As an aside, watching (in transcript form) the Court take some of the shellac off the attorneys brings back memories I had successfully suppressed.
Thanks to Tara Lamy for the Law.com posting which contains the transcript:
Anyone else curious about about the absence of discussion as to whether the document population was normalized with samples gathered from a reduced corpus where only copy from each near-duplicate cluster was represented from the population? Despite all the talk about sample validity.
It will be interesting to see as systems are put into more transparent use whether aggregate samples for multiple issues suffices.
Same open question relating to document type classes (emails vs. spreadsheets vs Word/PDF, etc). Will separate samples be warranted?
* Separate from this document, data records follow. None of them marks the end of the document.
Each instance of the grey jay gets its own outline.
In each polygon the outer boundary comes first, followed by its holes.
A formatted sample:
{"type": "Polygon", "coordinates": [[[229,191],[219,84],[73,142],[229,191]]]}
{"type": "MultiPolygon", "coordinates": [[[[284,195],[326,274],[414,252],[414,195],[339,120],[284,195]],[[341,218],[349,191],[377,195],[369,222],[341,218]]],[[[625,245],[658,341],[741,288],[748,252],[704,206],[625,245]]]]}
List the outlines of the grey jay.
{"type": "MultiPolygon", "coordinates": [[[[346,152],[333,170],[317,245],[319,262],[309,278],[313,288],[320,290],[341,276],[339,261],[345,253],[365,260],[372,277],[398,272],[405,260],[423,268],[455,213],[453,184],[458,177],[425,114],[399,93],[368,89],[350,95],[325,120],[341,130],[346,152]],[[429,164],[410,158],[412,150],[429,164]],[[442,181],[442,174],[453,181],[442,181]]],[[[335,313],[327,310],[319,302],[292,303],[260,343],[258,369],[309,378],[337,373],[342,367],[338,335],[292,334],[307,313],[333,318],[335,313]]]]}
And of course, as usual, I argue sample testing based upon binary R/NR classes is inherently inadequate to the diligent exercise of discovery. My reasoning is related to a subtle misstatement by the Court: from end, Page 69 into70:
“25 THE COURT: No, I think what they have said is that
1 once the system is fully trained and run, at some point,
2 undetermined and subject to court approval, they are going to
3 say the likely relevance when you have reached X number is too
Actually, as described therein and in the industry, these approaches say nothing about "smallness" or "largeness" of relevance, only the likelihood or rather the unlikelihood of documents remaining undetected that would, if reviewed, be coded "relevant". Currently, the testing is absolutely silent as to what level of relevance lies within the 5% or 1%.
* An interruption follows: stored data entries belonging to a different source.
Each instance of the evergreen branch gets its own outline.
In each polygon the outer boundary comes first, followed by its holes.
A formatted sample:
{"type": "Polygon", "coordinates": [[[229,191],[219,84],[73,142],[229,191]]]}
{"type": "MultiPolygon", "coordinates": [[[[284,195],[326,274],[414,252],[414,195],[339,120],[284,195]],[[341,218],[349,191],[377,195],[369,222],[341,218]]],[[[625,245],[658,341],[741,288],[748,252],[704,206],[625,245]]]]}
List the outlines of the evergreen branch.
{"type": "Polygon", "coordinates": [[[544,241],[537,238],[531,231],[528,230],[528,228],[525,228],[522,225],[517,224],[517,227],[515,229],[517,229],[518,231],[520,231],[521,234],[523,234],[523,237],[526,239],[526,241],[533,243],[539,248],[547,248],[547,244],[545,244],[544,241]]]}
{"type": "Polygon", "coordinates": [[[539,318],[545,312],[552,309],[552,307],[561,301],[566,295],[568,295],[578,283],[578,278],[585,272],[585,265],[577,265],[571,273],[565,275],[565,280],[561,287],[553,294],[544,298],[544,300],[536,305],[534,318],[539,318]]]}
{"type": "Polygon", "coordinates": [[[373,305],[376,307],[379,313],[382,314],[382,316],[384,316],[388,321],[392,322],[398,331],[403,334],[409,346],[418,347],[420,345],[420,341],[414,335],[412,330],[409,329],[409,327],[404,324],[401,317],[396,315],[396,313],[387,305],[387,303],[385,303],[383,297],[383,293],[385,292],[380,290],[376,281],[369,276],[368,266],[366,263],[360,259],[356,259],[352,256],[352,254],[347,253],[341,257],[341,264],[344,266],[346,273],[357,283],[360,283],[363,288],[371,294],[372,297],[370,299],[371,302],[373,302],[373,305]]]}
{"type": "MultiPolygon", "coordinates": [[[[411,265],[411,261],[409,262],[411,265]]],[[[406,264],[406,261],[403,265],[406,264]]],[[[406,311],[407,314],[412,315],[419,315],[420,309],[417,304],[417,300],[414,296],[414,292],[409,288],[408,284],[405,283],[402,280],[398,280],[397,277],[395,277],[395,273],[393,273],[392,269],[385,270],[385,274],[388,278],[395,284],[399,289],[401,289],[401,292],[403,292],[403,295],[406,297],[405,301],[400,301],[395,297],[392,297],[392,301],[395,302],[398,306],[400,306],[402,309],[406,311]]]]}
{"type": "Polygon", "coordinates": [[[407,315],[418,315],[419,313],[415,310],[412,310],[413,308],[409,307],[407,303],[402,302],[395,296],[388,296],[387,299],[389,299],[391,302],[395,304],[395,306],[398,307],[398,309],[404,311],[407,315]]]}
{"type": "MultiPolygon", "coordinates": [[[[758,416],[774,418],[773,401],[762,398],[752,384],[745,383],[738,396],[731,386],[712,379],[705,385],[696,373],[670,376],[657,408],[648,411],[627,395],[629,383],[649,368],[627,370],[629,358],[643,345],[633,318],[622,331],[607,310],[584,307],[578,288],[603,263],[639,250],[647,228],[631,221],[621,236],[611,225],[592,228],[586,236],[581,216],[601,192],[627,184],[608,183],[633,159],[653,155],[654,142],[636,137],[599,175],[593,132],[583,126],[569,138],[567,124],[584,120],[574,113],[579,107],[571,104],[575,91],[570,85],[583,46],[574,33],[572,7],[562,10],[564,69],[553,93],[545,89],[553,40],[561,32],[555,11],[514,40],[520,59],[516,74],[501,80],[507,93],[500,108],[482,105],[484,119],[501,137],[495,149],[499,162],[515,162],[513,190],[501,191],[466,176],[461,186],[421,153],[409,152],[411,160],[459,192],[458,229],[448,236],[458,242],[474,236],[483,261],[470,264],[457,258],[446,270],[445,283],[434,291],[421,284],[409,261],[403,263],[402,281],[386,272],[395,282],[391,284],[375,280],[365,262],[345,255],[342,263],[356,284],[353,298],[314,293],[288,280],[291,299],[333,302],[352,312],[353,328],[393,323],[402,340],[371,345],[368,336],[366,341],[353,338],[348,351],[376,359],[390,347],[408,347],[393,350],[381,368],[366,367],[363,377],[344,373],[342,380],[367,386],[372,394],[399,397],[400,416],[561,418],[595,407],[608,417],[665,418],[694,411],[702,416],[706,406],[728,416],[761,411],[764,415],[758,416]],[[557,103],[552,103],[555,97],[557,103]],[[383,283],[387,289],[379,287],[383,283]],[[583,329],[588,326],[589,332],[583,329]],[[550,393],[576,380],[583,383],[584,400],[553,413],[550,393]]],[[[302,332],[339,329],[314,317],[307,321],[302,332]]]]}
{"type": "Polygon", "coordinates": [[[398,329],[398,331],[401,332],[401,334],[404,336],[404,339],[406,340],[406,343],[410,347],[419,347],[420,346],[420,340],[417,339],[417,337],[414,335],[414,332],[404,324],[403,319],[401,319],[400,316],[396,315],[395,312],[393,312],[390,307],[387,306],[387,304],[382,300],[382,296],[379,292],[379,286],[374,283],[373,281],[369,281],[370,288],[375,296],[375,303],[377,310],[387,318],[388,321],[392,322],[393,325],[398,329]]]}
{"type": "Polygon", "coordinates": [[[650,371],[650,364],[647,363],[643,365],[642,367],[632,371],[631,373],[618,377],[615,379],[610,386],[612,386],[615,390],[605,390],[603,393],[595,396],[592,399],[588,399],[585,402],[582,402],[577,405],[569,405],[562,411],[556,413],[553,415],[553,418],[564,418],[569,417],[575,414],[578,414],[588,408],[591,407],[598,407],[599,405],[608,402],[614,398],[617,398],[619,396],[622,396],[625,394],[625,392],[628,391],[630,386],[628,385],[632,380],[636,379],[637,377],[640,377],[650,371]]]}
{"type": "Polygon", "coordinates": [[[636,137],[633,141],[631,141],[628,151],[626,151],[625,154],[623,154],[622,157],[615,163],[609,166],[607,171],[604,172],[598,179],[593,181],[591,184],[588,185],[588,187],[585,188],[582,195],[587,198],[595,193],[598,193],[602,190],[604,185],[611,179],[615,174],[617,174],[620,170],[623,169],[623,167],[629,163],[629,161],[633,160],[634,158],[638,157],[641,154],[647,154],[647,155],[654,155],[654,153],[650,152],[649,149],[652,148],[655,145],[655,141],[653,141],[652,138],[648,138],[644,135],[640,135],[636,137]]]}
I would argue that framing "relevance" as a static binary measure does a great disservice to the pursuit of good sound discovery. (See William Webber's response to my comment about the need for relevance levels here.)
It may be that in many cases hot documents will remain undetected and forever unknown. This opacity casts only a false imprimatur on the process. It will survive until, and perhaps this may happen here, a party -- who has received a production from an opposing party -- produces some "kill shot" company documents (e.g. ones their own clients squirreled away) that the semi-automated review process failed to deliver. And then the questions about relevance levels and testing will begin.
It may therefore also be that absent a supplemental approach which identifies and predicatively models for high relevance documents (the high octane ones), defensible discovery has not been accomplished.
Finally, on a related note, it has become de rigueur to note, based I think upon Trec studies and the like, that semi-automated reviews, when done properly (hmm?) out-perform humans. And so from the transcript:
8 THE COURT: It certainly works better than most of the
9 alternatives, if not all of the alternatives. So the idea is
10 not to make this perfect, it's not going to be perfect. The
11 idea is to make it significantly better than the alternative
12 without nearly as much cost.
However, in fact, I don't believe that there have been any studies that have sought to determine predictive engine recall and precision vs. human abilities in identifying specifically that class of items that in the real world move the ball forward, so to speak, or more to be more germane, move the needle on settlement points. Based upon experience, my intuition is that humans do that better, and do it without the intra-team inconsistencies established in studies.